What Alex couldn't possibly have realised at the time is how such a simple, random choice of song would soon be immortalised by generations of Blues fans to this day.
"After beating Albion in the fifth round, we were drawn against the mighty Arsenal in the quarter final, not an easy prospect in those days either. We left our hotel at Hendon for the short journey to Highbury and as usual after just a few yards down the road we were lifting the roof off the coach!
"The skipper, Len Boyd, was belting out 'Any Old Iron' for the umpteenth time when the gaffer bellowed up the coach, 'Let's have one from Scotland, Alex'. I duly obliged with 'Keep Right On to the End of the Road' once again.This time some of the other lads joined in the chorus and one by one they quickly caught onto the words, we sang it again and again until the entire coach was rocking as we pulled up outside Highbury!
"I remember the coach was one of the older types which had wind down windows alongside the seats. It was a warm day so all the lads had their windows down and with the strains of 'Keep Right On..' going at full belt, the Blues fans who always congregated outside the ground to welcome us to away games could hear us coming several streets away! They picked up on the words too and were all singing it as we filed off the coach. The rest, as they say is history!"

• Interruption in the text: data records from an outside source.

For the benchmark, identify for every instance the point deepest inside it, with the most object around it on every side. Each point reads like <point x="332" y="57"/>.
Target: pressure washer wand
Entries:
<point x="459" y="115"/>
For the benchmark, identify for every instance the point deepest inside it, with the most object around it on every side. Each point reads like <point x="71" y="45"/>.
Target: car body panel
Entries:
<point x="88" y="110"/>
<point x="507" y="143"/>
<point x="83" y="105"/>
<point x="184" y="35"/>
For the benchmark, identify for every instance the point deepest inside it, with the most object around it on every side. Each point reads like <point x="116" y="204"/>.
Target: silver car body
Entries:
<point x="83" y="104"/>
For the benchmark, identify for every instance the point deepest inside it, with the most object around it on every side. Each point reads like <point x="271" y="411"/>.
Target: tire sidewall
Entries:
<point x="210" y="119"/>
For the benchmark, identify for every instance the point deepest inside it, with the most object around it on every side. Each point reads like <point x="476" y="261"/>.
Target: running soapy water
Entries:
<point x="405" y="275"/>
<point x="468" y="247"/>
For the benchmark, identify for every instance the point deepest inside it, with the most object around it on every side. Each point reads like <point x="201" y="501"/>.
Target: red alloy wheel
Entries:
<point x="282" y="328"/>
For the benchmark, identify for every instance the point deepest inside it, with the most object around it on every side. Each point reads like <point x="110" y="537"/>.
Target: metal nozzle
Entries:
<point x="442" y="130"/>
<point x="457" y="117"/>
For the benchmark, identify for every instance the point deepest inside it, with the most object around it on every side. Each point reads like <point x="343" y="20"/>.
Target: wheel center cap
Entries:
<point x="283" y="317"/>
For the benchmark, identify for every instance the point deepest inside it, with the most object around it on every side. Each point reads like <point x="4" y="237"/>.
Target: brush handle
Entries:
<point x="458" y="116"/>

Blues boss Arthur Turner, not known for displaying his emotions, admitted he was greatly moved by the fans' reception and felt that the passion created by the rendition of a powerful song both before and during the game played a major part in overcoming Arsenal 3-1 in their own backyard to reach the semi-final against Sunderland!
Alex grabs every opportunity he can to see his beloved Blues on television. When he hears the fans break into a rousing chorus of 'Keep Right On to the End of the Road', he admits to being a little choked.
"Some of the words have changed from my day," he says, "but I must admit I still get rather emotional as it brings back such happy memories, not only of the 1956 cup run itself but also of the great fighting spirit we had in the team in those days.
"Over the years the opening verse of 'Keep Right On' has certainly been modified to identify more with Birmingham and a couple of lines in the chorus seem to have changed but all in all it's the same wonderful song which brings a tear to my eye every time I hear it. I just wish they wouldn't shout the line 'where all your love you've been dreaming of' - it's a strong powerful melody as it is without having to shout it"
Actual words courtesy of Sir Harry Lauder 1917
Ev'ry road thro' life is a long, long road,
Fill'd with joys and sorrows too,
As you journey on how your heart will yearn
For the things most dear to you.
With wealth and love 'tis so,
But onward we must go.
Keep right on to the end of the road,
Keep right on to the end,
Tho' the way be long, let your heart be strong,
Keep right on round the bend.
Tho' you're tired and weary still journey on,
Till you come to your happy abode,
Where all the love you've been dreaming of
Will be there at the end of the road.
With a big stout heart to a long steep hill,
We may get there with a smile,
With a good kind thought and an end in view,
We may cut short many a mile.
So let courage ev'ry day
Be your guiding star alway.
Words as sung by Blues fans today
As you go through life it's a long, long road
There'll be joys and sorrows too
As we journey on we will sing this song
For the boys in royal blue.
We're often partisan - la la la
We will journey on - la la la
Keep right on to the end of the road
Keep right on to the end
Though the way be long let your heart beat strong
Keep right on to the end
Though you're tired and weary
Still journey on 'til you come to your happy abode
With all our love we'll be dreaming of
We'll be there. Where? At the end of the road.